Why is it so hard to get some help for better sustainability in apartments? Here are some of the hurdles from a Victorian point of view and why it’s time for change.
According to the Victorian Strata Community Association president Gregor Evans, compared with the help offered to commercial and other classes of residential property, there’s little government assistance for sustainability upgrades in strata buildings.
And yet 25 per cent of the state’s population lives in this type of dwelling.
With the state government unveiling its plans to get to net zero this week, this makes the strata sector a good starting point for the transition, he says.
“And that number is only going to increase with more apartment buildings and complexes to fall under the owner’s corporation structure.”
Evans suspects multi-dwelling buildings fall into the “too hard basket” when it comes to government support for sustainability upgrades.
In the lead up to the Victorian budget, due to be handed down later this month, the owners’ corporations body has lodged a submission calling for government support to improve the sustainability of these buildings.
Many apartment dwellers have long missed out on the cost-saving benefits of sustainability upgrades, including rooftop solar, because of the way owners’ corporations operate.
Key is that any alterations to common property must be signed off by 75 per cent of all owners (or those present at a meeting), which can be a challenging ratio to meet.
It can be hard to make the case for capital intensive upgrades that leave a lot owners out of-pocket, especially when there’s a lack of education around pay back periods and long term operational savings.
As such, the SCA is calling for a feasibility report for retrofitting support for electric vehicles, solar panels and battery microgrids.
Evans says demand for EV chargers in strata buildings is only likely to increase with the state government announcing incentives for electric vehicles this weekend and targeting 50 per cent EVs by 2030.
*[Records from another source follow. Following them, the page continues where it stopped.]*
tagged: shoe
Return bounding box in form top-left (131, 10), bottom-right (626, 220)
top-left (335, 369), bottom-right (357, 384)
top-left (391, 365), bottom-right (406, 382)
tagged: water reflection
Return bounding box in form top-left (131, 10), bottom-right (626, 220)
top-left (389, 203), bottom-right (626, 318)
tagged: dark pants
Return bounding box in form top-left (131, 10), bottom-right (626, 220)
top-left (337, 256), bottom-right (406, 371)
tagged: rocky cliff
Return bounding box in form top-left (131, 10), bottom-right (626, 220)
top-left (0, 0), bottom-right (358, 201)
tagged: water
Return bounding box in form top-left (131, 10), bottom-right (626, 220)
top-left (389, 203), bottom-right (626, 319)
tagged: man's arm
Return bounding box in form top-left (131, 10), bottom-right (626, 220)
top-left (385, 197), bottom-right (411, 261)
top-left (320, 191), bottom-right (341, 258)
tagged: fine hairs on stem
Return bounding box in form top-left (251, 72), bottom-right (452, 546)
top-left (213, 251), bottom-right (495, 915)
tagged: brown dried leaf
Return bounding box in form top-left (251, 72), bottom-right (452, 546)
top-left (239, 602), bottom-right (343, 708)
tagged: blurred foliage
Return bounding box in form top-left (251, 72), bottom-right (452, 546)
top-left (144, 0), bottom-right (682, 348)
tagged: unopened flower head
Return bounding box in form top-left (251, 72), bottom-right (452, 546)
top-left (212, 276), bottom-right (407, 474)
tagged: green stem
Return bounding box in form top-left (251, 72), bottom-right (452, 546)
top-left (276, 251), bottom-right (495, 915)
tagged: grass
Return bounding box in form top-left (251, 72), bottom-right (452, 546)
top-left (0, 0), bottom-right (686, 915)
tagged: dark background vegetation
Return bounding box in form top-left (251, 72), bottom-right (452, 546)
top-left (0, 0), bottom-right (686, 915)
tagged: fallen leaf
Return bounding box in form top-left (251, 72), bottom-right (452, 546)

When there’s only a few EV owners in a building, a few charging stations are manageable but as numbers increase space and the configuration of electrical wiring can become barriers.
“When EVs overtake petrol vehicles and they draw on the power of the building, it becomes difficult to manage.”
He says now is the perfect time to invest into a strata-led future for EV and solar
power given the incoming incentives for EV ownership.
“Our proposal would go hand in glove with any future state government initiative on electric vehicles.”
When there is no control over the building it’s even harder to make inroads
A lack of funds isn’t the only barrier to sustainability retrofits: the base building information is not always handed over by to the owners corporation so it’s difficult to make assessments on the building’s ability to handle electric vehicles, batteries and rooftop solar.
He says the organisation is crying out for the mandatory transfer of this technical building information so that engaging experts and consultants to do sustainability upgrades is easier and more affordable for owners.
While not a focus in the submission, Evans believes NABERS for Apartments ratings can influence owner’s corporation to reduce their carbon footprint. He’s personally an advocate for mandatory NABERS certifications and would like to see this implemented sometime in the future.
The submission also calls for funding of research and development programs for multi-unit dwellings aimed at finding sustainable recycling solutions. Evans says multi-unit dwellings have unique needs for managing waste, such as limited space for storing extra bins under a four-bin system and container deposit scheme.